Es ist wahrscheinlich nicht für ihre Leistungen in Sachen Erbauungsliteratur, für die die englische Schriftstellerin Samantha Harvey nun mit dem Booker Prize ausgezeichnet worden ist. Ihr Roman „Umlaufbahnen“ verlangt seinen Protagonisten das Äußerste ab. Nämlich die Kraft, an das Leben zu glauben. Schwierig, insbesondere, wenn man von der Annahme, der eigene Planet stehe im Zentrum von allem, zum Bewusstsein gelangt, dass er doch nur einer von vielen ist.
„Umlaufbahnen“ erzählt von einer Forschungsreise. Sechs Astronautinnen und Astronauten, zwei Frauen und vier Männer aus unterschiedlichen Nationen, umkreisen in ihrer Forschungsstation neun Monate lang die Erde, um Antworten auf größere und noch größere Fragen zu bekommen. Erstere haben etwa mit wissenschaftlichen Experimenten zu tun, zweitere mit Überlegungen wie: Was ist das Leben ohne die Erde? Was ist die Erde ohne die Menschheit? Und was soll das eigentlich alles?
Das Leben, heißt es an einer Stelle, sei eine „Reihe von Illusionen und Tricks und Kniffen innerhalb eines Bewusstseins, das versucht, das Leben mittels Wahrnehmung und Träumen und Kunst zu verstehen.“ Und Tricks braucht es jede Menge, um die Illusion Leben aufrechtzuerhalten. Harvey berichtet von einem einzigen Tag in der Forschungsstation, von Morgensport über Wissenschaft bis Klo putzen. Nicht den Verstand zu verlieren, verlangt Disziplin. Ein geregelter Tagesablauf, gebunden an die koordinierte Weltzeit. Wer an einem Tag 16 Mal die Erde umkreist, 16 Sonnenaufgänge und 16 Sonnenuntergänge sieht, der muss seinem Verstand einen Anker geben.
Harvey schreibt über die Schönheit des Alls und die betörende Schwerelosigkeit, auch im übertragenen Sinn. Eben noch haben ihre Raumforscher Sehnsucht nach den Menschen da unten, nach ihrer Familie. Doch dann: Wie verführerisch ist der Gedanke, alles loszulassen, für immer im All zu blieben.
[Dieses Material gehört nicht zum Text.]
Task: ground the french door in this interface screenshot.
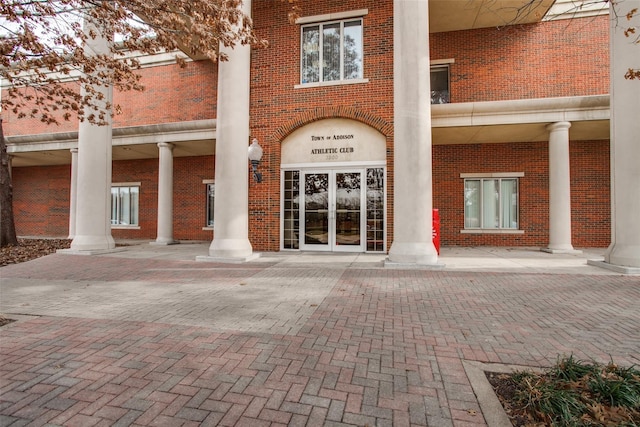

„Orbital“, so der Titel der englischen Originalausgabe„ wurde von der Literaturkritik in England und den USA gefeiert. Rechtzeitig zur deutschen Ausgabe ist jetzt auch der Booker Prize da. Den euphorischen Jurybegründungen kann man sich nur anschließen. „Umlaufbahnen“ ist ein schmales und zugleich ganz großes Buch. Und trotz aller Herausforderungen letztlich eine Liebeserklärung an das Menschsein.